CRAPES MALI

Elections de 2018 : redonner aux maliens leur droit d’espérer un avenir plein de bonheur et de richesses intérieures

14 Fév

Elections de 2018 : redonner aux maliens leur droit d’espérer un avenir plein de bonheur et de richesses intérieures

 

Maliennes et Maliens, aujourd’hui, le Mali est entre une mort certaine et une possibilité de régénérescence, notre période de révolution s’est transformée à une révolution de période.
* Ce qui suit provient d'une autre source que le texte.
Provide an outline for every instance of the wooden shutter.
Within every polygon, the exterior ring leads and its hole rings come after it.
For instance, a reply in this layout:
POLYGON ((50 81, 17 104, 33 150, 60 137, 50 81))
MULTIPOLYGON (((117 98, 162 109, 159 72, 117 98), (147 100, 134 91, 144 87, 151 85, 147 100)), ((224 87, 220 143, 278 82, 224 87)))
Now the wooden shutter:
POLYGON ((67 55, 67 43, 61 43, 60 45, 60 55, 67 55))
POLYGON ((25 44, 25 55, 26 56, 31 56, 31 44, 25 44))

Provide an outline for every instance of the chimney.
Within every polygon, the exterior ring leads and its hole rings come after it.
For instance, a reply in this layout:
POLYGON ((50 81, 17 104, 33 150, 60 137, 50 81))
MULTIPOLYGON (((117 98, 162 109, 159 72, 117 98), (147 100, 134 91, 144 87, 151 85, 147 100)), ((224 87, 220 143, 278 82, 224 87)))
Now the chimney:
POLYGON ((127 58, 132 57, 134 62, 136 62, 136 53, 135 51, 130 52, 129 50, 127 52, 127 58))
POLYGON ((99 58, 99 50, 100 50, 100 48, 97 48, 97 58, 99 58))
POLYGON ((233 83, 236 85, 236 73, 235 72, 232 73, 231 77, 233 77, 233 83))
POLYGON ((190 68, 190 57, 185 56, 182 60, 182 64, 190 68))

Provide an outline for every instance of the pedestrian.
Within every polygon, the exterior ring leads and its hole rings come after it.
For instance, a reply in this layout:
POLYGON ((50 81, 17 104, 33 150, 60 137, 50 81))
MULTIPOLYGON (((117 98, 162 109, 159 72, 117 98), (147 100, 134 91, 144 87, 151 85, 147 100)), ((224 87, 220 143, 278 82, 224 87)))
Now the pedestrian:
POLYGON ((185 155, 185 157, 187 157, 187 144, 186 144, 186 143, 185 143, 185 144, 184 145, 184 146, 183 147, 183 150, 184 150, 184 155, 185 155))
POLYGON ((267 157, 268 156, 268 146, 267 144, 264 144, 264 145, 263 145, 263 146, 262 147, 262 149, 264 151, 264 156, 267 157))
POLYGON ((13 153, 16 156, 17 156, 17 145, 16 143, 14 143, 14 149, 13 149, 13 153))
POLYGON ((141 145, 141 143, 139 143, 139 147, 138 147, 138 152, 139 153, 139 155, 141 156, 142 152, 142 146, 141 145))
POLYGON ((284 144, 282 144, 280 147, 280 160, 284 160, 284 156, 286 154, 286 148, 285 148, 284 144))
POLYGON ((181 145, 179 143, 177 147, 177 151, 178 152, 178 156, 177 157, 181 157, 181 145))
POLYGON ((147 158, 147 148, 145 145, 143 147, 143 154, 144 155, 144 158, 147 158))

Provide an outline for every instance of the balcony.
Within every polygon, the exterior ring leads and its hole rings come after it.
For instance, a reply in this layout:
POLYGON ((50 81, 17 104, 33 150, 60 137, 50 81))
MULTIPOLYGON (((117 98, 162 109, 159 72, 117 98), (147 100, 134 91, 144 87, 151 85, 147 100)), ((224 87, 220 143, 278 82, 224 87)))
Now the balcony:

Historiquement, jamais ce pays n’a été aussi proche de la chute soutenue et durable, et la RESPONSABILITE incombe à tous, sans distinction de rang ou statut social. Aujourd’hui, le bien être dans toutes ses formes, matérielle, physique, mentale et passionnelle sont absentes dans le quotidien du peuple malien dans son écrasante majorité. Cette société a besoin d’une métamorphose, d’un grand Changement, et pour y arriver, ses fils doivent commencer à constater, rappeler le passer, retenir des leçons pour pénétrer le futur.

La tristesse d’être malien : le peuple est assis au bord du fleuve en ayant soif ,

Le Mali dispose d’un potentiel énorme et hors en termes de capital naturel. Sa terre regorge du manganèse, du phosphate, du fer, mais également du pétrole. Ces dernières années, il fut le troisième producteur d’or en Afrique derrière le Gana et L’Afrique du Sud, avant de discuter l’année passée ce rang avec le soudan. De surcroit, son espace géographique est gigantesque en matière de terre cultivable, avec plus de 43 000 000 hectares. Sur la base des estimations du département américain à l’agriculture (l’USDA), le Mali grâce à son régime de pluviométrie bienséante, est redevenu le premier producteur de coton avec 1 million 330 balles de fibre blanche, soit 90 000 balles de plus que l’an dernier, c’est ainsi qu’il supplante le Burkina Faso dans ce classement, devenant premier producteur de coton en Afrique de l’ouest. Le taux de croissance économique de 2017 est de 5,3 p.c., faisant donc ce pays le troisième pays économique dans la zone UEMOA avec 2023 milliard de FCFA, derrière le Sénégal et la Cote d’Ivoire. Le Mali avec l’Office du Niger, peut selon les statistiques, nourrir en riz toute l’Afrique de l’Ouest.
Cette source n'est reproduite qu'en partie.